# PFK Your Tanks



## George Farmer (20 Jul 2010)

Great 'scapes and interesting interviews from some fellow UKAPS Members! 

*Mark Evans* http://www.practicalfishkeeping.co.uk/c ... p?sid=3049





*Paul Meelen* http://www.practicalfishkeeping.co.uk/c ... p?sid=3004




*Steven Chong* http://www.practicalfishkeeping.co.uk/c ... p?sid=3000




*Jason Baliban* http://www.practicalfishkeeping.co.uk/c ... p?sid=2975




*Norbert Sabat* http://www.practicalfishkeeping.co.uk/c ... p?sid=2970




*Viktor Lantos* http://www.practicalfishkeeping.co.uk/c ... p?sid=2921




*James Starr-Marshall* http://www.practicalfishkeeping.co.uk/c ... p?sid=2590




*Tony Swinney* http://www.practicalfishkeeping.co.uk/c ... p?sid=2569




*Jessica Leebelt* http://www.practicalfishkeeping.co.uk/c ... p?sid=3150




*Andy Hart * http://www.practicalfishkeeping.co.uk/c ... p?sid=3221


----------



## robbkit (14 Sep 2010)

some lovely tanks here and now Im getting somewhere near a stable and growing set up (only taken me 18months - doh!) Im starting to fancy something more focused and specialist like these pics.  My main mistakes were underplanting initially and messing up the CO2 ratios   

on the topic of PFK, gave up my subscription as was already weary of articles on the same things over and over - and Id only been a subscriber for a year.  They seem to focus on the same fish (snakeheads, hogfish etc) & stuff that says its going to be indepth isnt - like an article on tetras that was partial at best.  And I know Heike bleher (or whatever his name is) is a major star, but blow by blow accounts of camping in the Bongobongo basin doesnt really do it for me

shall save my money for a braceless rimless metre cube tank to aquascape!

R


----------



## sanj (18 Sep 2010)

> And I know Heike bleher (or whatever his name is) is a major star, but blow by blow accounts of camping in the Bongobongo basin doesnt really do it for me



Lol I know exactly what you mean. I have subscribed on and off for the last couple of decades. It is the best aquarium magazine that i have seen, but yes you are right it does get tired sometimes, but I find that is has peaks and troughs. It cant be easy getting that balance. I do like the bits on the Bongobongo lol, but at the same time would like  more in depth information on keeping the species. However remember Heiko is famous for exploring and bringing back numerous species into the hobby, which we should all be greatfull for, but he is not famed for being a keeper and breeder of fish.


----------



## robbkit (23 Sep 2010)

Ahh - sounds like I need a break for a year and then resubscribe.
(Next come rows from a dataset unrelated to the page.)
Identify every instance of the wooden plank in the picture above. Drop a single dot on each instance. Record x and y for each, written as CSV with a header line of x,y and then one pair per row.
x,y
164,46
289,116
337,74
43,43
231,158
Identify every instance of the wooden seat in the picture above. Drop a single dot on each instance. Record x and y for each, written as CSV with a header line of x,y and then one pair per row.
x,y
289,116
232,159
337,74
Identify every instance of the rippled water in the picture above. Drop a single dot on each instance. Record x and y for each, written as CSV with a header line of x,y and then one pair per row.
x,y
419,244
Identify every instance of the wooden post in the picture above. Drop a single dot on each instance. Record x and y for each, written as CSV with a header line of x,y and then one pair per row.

Do you know of any mags/journals on planted aquaria?  Its nice to have a magazine to peruse as the wonderweb 
can be a frustrating experience at times and is often quite cursory.  

The other thing I struggle with (god I sound real old now) is liquid tests - espec GH and KH as im red green colour blind.  I use a tds meter on my RO unit which is top as I dont have to fret over orange or green/green or orange....it just gives me a number.  Is there a similar doohicky I could use to test my tank water as I still feel Im "missing" something on the speed of growth front - espec aponos and crypts (it may of course just be patience that Im missing)  ?

robbkit


----------



## sanj (19 Oct 2010)

Sorry i missed this post. In all honesty I rarely use test kits, I think you can get too bogged down in what are not all that accurate kits anyway. I dont know what fish you keep, or the water in your area, but mine is moderately hard and I have no problems with aponogetons or crypts. I only use half half RO/Tap in my breeding tanks, I only top up with RO in my main tanks.


----------